El sol radiante se coló por aquella rendija entreabierta de su ventana y aquel preso tachó otro día de su calendario. Es Sábado de Pasión y desde la soledad de su celda, cierra los ojos e imagina, sueña con estar en la calle perdiéndose entre las bullas, oliendo la amalgama de azahar e incienso que impregnan las calles de esta ciudad.
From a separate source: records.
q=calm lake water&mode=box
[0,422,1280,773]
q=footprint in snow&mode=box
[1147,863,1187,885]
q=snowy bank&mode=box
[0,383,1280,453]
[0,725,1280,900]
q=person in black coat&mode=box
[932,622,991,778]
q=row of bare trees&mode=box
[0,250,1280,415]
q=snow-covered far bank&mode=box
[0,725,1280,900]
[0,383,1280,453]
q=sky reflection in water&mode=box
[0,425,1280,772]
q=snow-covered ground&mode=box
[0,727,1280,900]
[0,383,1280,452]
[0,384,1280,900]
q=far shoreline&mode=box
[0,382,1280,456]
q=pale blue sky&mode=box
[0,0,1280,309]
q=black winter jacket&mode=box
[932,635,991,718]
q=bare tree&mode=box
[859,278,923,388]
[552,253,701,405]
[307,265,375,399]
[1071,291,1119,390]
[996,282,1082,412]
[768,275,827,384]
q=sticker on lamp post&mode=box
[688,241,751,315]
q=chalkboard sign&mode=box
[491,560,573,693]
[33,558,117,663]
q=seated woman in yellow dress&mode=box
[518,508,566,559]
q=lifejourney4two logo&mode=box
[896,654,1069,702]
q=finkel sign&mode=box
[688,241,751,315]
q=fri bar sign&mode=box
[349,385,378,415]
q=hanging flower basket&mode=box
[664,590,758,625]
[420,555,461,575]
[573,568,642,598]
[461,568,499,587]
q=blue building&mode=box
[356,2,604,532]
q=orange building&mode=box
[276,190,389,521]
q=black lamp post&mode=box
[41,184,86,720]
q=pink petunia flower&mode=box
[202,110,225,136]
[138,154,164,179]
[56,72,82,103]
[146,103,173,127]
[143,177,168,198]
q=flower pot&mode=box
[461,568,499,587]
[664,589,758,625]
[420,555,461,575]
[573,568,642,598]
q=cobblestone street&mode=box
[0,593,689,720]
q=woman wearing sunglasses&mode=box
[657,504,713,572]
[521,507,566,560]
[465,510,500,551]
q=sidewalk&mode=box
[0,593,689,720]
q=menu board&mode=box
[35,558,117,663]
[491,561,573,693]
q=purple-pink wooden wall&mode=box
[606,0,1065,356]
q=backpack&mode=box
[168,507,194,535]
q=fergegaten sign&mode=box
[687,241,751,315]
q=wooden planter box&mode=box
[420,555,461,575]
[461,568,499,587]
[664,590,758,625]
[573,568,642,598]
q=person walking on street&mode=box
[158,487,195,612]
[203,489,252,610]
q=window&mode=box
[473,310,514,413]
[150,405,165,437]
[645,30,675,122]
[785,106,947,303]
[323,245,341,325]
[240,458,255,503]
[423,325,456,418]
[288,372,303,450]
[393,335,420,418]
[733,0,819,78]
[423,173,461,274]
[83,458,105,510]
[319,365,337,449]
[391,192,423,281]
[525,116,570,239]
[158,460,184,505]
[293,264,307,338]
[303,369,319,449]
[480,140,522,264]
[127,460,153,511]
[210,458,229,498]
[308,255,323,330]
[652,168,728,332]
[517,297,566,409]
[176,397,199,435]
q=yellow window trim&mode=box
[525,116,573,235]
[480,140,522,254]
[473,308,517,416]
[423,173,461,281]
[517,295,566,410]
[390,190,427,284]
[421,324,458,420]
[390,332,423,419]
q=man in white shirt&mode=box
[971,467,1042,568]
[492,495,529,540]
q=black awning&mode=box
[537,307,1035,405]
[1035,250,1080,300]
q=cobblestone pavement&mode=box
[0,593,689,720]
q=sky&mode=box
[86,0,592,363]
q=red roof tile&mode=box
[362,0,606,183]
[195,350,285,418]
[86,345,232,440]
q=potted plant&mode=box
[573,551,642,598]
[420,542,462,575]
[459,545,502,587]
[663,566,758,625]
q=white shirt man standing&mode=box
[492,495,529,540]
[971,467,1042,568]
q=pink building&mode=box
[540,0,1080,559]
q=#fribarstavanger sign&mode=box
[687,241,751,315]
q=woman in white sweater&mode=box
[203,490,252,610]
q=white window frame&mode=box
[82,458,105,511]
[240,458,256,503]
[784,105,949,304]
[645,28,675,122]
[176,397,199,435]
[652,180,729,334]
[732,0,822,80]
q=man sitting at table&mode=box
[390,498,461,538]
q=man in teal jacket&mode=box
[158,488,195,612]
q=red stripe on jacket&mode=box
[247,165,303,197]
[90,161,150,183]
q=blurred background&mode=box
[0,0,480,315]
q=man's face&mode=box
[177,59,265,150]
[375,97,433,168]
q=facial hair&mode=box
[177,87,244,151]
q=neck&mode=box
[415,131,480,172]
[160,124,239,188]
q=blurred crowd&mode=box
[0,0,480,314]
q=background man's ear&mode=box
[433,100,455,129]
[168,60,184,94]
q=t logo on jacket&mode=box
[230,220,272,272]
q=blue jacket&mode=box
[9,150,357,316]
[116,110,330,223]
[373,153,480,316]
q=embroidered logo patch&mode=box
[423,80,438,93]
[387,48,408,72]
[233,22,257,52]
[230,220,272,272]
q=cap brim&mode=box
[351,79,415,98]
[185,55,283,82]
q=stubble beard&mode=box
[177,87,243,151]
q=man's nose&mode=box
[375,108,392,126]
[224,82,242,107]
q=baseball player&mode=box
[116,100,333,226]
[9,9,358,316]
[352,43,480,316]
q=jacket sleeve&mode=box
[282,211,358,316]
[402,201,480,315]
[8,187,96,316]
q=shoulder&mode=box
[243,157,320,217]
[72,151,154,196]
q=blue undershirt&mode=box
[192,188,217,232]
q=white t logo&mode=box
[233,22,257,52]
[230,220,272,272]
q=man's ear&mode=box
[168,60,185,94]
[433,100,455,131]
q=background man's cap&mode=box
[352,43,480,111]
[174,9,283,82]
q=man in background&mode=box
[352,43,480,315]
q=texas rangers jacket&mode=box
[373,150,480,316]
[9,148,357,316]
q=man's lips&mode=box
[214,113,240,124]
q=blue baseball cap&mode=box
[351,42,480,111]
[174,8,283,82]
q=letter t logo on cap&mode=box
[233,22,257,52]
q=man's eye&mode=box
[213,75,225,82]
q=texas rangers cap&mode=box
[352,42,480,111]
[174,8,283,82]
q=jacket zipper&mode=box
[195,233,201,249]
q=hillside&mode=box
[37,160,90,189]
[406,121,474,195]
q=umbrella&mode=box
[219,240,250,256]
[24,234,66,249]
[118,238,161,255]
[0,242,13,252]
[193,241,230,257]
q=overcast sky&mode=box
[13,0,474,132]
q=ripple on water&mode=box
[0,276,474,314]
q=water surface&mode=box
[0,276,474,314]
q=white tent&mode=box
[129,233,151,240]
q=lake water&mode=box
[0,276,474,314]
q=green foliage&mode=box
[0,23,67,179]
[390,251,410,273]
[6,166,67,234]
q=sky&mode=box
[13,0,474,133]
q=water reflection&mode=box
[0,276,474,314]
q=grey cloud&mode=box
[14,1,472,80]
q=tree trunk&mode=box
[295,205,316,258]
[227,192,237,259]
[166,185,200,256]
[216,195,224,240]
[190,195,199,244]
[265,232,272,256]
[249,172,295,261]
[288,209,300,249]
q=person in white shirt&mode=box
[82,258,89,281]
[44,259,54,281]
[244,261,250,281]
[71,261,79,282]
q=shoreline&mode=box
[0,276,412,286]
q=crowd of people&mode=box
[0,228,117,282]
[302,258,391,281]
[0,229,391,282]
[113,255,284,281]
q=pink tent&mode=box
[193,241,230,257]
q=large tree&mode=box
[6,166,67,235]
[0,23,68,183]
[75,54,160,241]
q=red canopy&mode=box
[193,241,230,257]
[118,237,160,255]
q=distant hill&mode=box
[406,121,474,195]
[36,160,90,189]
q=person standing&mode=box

Justo en ese momento, el repique nervioso de un tambor le hace despertar de su particular sueño. Las cornetas emitían sus límpidos sonidos y retumbaban por las paredes de aquella prisión. Aquel reo, alguna u otra manera, se enganchó a la reja y vio cumplido su sueño: la Semana Santa había llegado a la cárcel.

Un año más –y ya va casi una década–, la banda de cornetas y tambores Centuria Romana Macarena cumplió con el íntimo rito de visitar a los presos en vísperas del Domingo de Ramos. Una iniciativa que impulsara el actual hermano mayor, José Antonio Fernández Cabrero, cuando ocupaba la diputación de Asistencia Social.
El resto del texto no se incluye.